SKIN PROBLEMS RELATED TO AGEING: DRY SKIN AND DRUG ERUPTIONS

Dry skin
Dry, itchy skin is the most common skin problem occurring in the elderly. As people get older, their skin gets drier. This is made worse by central heating, sitting close to heating ducts, the use of electric blankets and long, hot showers.
In order to counteract this problem, excessive heating should be avoided, and it can be useful to use a humidifier or place a tray of water close to the heating ducts to produce water vapour. Dimplex heaters, which do not emit dry heat, are another alternative.
Older people should bath or shower with a bath oil, which will replace the oil that is lost from the skin’s surface. The protective layer of the skin is re-created and further water evaporation is prevented. Normal soap should be avoided as these tend to be drying. Gentle soaps such as Aveenobar and Dove are more suitable.

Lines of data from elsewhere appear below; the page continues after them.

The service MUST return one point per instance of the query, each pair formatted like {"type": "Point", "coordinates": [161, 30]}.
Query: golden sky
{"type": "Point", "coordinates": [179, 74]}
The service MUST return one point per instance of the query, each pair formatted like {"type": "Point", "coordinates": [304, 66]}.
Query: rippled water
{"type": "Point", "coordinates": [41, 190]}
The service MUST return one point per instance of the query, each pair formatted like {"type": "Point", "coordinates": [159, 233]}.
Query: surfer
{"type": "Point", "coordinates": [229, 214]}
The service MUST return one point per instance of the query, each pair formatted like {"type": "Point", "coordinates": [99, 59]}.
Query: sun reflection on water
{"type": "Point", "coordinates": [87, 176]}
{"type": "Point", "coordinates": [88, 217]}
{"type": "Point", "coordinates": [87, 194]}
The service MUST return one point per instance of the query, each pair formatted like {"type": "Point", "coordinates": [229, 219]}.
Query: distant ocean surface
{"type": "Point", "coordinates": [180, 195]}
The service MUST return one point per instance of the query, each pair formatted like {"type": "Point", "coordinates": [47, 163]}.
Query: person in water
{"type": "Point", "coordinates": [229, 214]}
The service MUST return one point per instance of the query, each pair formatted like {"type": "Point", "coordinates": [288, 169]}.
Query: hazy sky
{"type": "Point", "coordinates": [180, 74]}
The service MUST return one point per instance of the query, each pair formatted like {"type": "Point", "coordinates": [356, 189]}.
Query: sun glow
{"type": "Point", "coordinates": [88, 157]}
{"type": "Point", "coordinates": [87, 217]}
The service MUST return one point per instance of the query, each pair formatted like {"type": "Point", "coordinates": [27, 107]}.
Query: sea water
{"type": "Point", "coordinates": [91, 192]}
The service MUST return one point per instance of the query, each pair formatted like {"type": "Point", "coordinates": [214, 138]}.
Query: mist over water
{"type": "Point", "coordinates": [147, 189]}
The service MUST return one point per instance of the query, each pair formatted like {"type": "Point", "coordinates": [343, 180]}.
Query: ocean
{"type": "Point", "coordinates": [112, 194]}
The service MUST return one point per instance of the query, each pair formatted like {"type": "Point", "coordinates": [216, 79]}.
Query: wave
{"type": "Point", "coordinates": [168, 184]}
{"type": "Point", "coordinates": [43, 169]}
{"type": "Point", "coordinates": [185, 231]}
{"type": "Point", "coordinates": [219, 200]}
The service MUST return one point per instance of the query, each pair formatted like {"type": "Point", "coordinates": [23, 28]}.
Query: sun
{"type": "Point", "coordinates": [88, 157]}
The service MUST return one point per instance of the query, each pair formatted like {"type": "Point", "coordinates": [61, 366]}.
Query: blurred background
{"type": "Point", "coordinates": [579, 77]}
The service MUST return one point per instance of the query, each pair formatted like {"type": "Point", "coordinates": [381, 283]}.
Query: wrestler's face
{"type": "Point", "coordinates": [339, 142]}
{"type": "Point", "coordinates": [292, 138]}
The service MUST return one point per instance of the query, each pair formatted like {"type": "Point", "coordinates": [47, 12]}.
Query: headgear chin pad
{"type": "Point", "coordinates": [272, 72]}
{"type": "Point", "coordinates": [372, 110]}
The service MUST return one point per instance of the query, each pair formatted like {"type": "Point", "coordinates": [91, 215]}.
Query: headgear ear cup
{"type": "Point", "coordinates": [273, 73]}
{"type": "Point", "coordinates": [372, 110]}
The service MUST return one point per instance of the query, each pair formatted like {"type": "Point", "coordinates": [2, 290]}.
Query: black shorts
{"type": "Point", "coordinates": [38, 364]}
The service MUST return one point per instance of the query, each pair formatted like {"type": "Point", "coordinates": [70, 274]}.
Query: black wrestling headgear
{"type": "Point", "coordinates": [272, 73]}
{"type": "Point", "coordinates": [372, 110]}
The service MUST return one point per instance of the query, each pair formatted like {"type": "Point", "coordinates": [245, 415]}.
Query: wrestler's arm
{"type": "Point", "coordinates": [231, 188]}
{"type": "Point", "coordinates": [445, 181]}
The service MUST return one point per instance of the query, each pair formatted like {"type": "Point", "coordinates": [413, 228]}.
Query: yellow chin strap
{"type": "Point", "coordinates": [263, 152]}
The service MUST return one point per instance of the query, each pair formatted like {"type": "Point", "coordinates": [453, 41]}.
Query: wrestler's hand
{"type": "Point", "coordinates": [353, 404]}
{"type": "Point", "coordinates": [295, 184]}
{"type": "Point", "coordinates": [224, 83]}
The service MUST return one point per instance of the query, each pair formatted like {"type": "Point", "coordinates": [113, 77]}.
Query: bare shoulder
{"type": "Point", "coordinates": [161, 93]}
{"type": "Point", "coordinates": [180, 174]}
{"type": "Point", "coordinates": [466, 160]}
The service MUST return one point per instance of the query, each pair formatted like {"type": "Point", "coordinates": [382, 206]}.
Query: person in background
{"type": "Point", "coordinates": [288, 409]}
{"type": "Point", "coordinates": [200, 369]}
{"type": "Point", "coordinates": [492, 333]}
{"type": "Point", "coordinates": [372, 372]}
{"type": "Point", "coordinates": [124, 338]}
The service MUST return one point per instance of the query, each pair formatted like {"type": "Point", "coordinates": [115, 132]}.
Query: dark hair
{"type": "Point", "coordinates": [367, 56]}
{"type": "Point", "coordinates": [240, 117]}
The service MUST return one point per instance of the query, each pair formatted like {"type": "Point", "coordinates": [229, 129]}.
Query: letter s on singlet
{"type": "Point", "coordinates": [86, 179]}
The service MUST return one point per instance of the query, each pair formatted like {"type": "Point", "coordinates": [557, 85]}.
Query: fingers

After bathing a moisturizing cream should be used all over the body. Aquatain, 10% glycerol in sorbolene cream, Nutraplus, QV skin cream and Ureaderm are all good products. These simple measures will make many older people feel much more comfortable.
Drug eruptions
Many elderly people are prescribed multiple drugs which can lead to drug eruptions. Sulphur-based drugs, including some blood pressure tablets, heart tablets, anti-diabetic tablets and some antibiotics all commonly cause skin eruptions.